Al fin lo entiendo todo. Toda una vida para aprender a vivir

 En Coaching 4 Evolutions. Las Etapas del Desarrollo, Vida Salvaje de las emociones y los pensamientos.

Alma y mente tienen una evolución inversa al cuerpo. Cuanto ellas más evoluciona tu mente y tu alma, menos necesitas la energía del cuerpo.

Te vas liberando de un caparazón tras otro: primero, renuncias al individualismo para sentir la compañía; después, renuncias al sometimiento para alcanzar la libertad y, finalmente, desde la libertad descubres la unión con los demás. Aceptas el juego interior, en el cual no necesitas la energía del cuerpo y en el que tu ALMA crece. Ves las cosas de forma cada vez más benevolente… Perdonas aquello que no te dejaba tranquilo. Te perdonas a ti mismo/a también.

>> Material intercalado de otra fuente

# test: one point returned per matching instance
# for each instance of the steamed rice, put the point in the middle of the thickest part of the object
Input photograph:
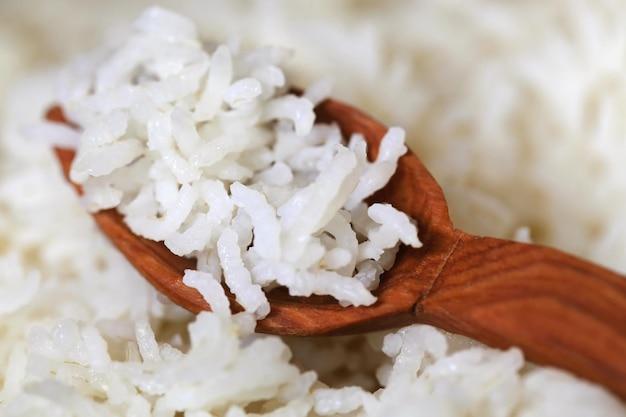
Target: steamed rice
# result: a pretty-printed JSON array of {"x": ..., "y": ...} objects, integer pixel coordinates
[
  {"x": 208, "y": 152},
  {"x": 84, "y": 289}
]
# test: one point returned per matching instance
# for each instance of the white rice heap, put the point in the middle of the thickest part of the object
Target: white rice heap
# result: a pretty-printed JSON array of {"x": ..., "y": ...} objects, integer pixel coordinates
[
  {"x": 209, "y": 153},
  {"x": 516, "y": 107}
]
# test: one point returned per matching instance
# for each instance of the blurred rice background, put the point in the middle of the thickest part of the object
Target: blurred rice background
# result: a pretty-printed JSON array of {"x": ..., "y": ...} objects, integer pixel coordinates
[{"x": 517, "y": 108}]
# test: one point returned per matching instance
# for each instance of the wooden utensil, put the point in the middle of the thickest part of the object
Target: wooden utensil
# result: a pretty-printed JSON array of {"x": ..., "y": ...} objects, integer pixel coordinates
[{"x": 559, "y": 309}]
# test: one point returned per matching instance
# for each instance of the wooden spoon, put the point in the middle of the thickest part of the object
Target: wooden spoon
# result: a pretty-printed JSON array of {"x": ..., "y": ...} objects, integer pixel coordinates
[{"x": 559, "y": 309}]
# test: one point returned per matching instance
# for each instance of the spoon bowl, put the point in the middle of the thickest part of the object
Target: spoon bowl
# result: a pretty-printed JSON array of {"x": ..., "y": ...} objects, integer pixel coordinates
[{"x": 559, "y": 309}]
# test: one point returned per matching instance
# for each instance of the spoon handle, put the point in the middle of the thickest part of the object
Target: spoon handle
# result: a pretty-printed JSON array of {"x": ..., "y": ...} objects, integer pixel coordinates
[{"x": 559, "y": 309}]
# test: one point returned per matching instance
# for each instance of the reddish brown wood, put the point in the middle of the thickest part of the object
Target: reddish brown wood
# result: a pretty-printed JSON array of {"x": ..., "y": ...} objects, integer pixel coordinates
[{"x": 559, "y": 309}]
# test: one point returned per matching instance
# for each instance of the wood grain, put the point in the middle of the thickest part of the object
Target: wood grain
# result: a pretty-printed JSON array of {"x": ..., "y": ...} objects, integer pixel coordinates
[{"x": 559, "y": 309}]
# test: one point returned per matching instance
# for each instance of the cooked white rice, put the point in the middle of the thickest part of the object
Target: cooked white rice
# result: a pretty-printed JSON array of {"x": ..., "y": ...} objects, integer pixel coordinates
[
  {"x": 516, "y": 109},
  {"x": 208, "y": 151}
]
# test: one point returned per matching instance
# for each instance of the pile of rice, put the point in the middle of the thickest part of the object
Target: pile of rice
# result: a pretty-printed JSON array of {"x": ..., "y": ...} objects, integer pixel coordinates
[
  {"x": 208, "y": 152},
  {"x": 515, "y": 108}
]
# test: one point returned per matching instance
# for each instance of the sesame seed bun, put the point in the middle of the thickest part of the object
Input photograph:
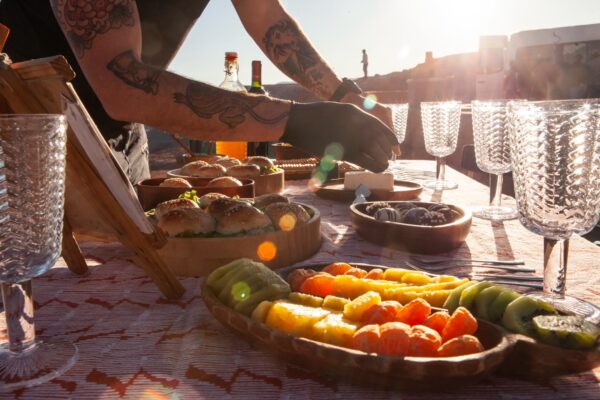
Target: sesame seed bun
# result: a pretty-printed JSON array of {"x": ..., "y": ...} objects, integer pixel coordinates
[
  {"x": 244, "y": 171},
  {"x": 186, "y": 221},
  {"x": 242, "y": 219},
  {"x": 175, "y": 182},
  {"x": 175, "y": 204}
]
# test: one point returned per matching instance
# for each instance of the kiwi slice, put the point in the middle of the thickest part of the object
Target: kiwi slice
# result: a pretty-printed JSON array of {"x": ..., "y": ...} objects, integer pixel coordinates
[
  {"x": 519, "y": 314},
  {"x": 453, "y": 298},
  {"x": 484, "y": 300},
  {"x": 566, "y": 331},
  {"x": 497, "y": 307},
  {"x": 467, "y": 297}
]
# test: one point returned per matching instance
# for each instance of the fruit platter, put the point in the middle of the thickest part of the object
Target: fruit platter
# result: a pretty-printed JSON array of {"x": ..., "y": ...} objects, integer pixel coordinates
[
  {"x": 206, "y": 231},
  {"x": 397, "y": 327},
  {"x": 414, "y": 226}
]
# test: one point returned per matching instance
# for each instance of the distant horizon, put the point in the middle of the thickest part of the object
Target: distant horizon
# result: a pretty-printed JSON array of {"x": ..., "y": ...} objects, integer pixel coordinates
[{"x": 396, "y": 33}]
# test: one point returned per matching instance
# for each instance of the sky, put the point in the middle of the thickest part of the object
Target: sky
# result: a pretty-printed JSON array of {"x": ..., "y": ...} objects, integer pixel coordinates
[{"x": 396, "y": 33}]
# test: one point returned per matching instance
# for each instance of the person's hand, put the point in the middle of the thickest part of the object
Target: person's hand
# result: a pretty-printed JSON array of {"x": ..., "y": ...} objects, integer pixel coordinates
[{"x": 364, "y": 139}]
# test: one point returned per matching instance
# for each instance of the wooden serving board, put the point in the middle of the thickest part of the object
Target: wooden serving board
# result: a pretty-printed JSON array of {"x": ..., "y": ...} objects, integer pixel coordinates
[
  {"x": 505, "y": 352},
  {"x": 412, "y": 238},
  {"x": 263, "y": 184},
  {"x": 403, "y": 190},
  {"x": 200, "y": 256},
  {"x": 150, "y": 193}
]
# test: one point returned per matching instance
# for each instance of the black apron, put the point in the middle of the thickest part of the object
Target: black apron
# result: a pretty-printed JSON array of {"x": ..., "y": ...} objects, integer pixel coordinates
[{"x": 35, "y": 33}]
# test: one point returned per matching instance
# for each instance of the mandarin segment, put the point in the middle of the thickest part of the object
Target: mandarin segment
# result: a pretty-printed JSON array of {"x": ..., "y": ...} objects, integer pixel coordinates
[
  {"x": 460, "y": 346},
  {"x": 461, "y": 322}
]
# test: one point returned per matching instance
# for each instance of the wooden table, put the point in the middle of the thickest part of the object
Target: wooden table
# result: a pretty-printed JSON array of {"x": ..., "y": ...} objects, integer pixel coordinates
[{"x": 135, "y": 344}]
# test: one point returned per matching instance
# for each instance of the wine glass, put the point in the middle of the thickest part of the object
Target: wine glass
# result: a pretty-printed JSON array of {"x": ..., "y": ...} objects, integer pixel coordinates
[
  {"x": 399, "y": 118},
  {"x": 32, "y": 184},
  {"x": 492, "y": 153},
  {"x": 441, "y": 120},
  {"x": 555, "y": 149}
]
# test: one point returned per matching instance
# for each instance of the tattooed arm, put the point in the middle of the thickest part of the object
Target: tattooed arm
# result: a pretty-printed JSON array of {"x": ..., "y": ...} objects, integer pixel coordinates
[{"x": 106, "y": 38}]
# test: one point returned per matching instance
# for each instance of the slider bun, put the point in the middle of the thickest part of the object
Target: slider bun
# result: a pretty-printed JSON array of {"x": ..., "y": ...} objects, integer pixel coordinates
[
  {"x": 269, "y": 198},
  {"x": 227, "y": 162},
  {"x": 209, "y": 171},
  {"x": 263, "y": 162},
  {"x": 175, "y": 182},
  {"x": 218, "y": 206},
  {"x": 244, "y": 171},
  {"x": 190, "y": 169},
  {"x": 208, "y": 198},
  {"x": 224, "y": 181},
  {"x": 239, "y": 219},
  {"x": 276, "y": 211},
  {"x": 175, "y": 204},
  {"x": 186, "y": 220}
]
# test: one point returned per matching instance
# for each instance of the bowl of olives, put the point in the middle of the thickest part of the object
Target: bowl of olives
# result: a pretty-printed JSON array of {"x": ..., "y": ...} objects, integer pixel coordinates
[{"x": 413, "y": 226}]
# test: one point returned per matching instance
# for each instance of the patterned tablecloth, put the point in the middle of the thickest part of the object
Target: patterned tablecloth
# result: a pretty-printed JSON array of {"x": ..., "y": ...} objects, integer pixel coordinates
[{"x": 135, "y": 344}]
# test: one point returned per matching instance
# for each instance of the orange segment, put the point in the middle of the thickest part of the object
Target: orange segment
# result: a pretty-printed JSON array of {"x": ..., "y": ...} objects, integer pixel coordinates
[
  {"x": 460, "y": 346},
  {"x": 337, "y": 268},
  {"x": 394, "y": 339},
  {"x": 366, "y": 339},
  {"x": 461, "y": 322},
  {"x": 415, "y": 312}
]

La creatividad de tu mente crece a lo largo de toda tu vida. Somos un prodigio de aprendizaje vertical, de desarrollo. La mente te da comprensiones cada vez más asombrosas. Consigues soluciones inesperadas. No conoces aún la sabiduría que te espera, los secretos que se te desvelarán, pero ten la certeza de que vendrán. Por eso es tan bonito hacerse mayor. Igual que ves la comprensión limitada de un niño, verás también la de tu actual etapa, pero sólo cuando las superas. Puedes abrirte a un universo de infinitas posibilidades.

Las emociones que al principio tanto duelen, después te sirven como brújula. A lo largo de tu vida, las historias que vives son una puerta abierta a comprender las distintas emociones para aprender a utilizarlas. El premio de este desafío no puede ser mayor: una intimidad gozosa con la más profunda paz, amor, verdad y libertad… La conexión con lo infinito.

Tienes una función sencilla pero importante, que es cuidar del pedacito de universo que te han entregado: tú. Si lo haces, el universo se manifiesta a través de este vehículo humilde. Para lograrlo, no lo puedes forzar, solo ser fiel a aquello a lo que perteneces, a la esencia que une todo.

En esencia somos iguales. Solo nos diferencia la historia que hemos recorrido, la que nos contamos. Somos ramas del mismo árbol.

Pasamos toda la vida aprendiendo lo que significa vivir. Su sorprendente moraleja que no existe el morir. Pasamos la vida persiguiendo en realidad una sensación llamada hogar. La que conseguimos al fusionarnos de nuevo con el todo.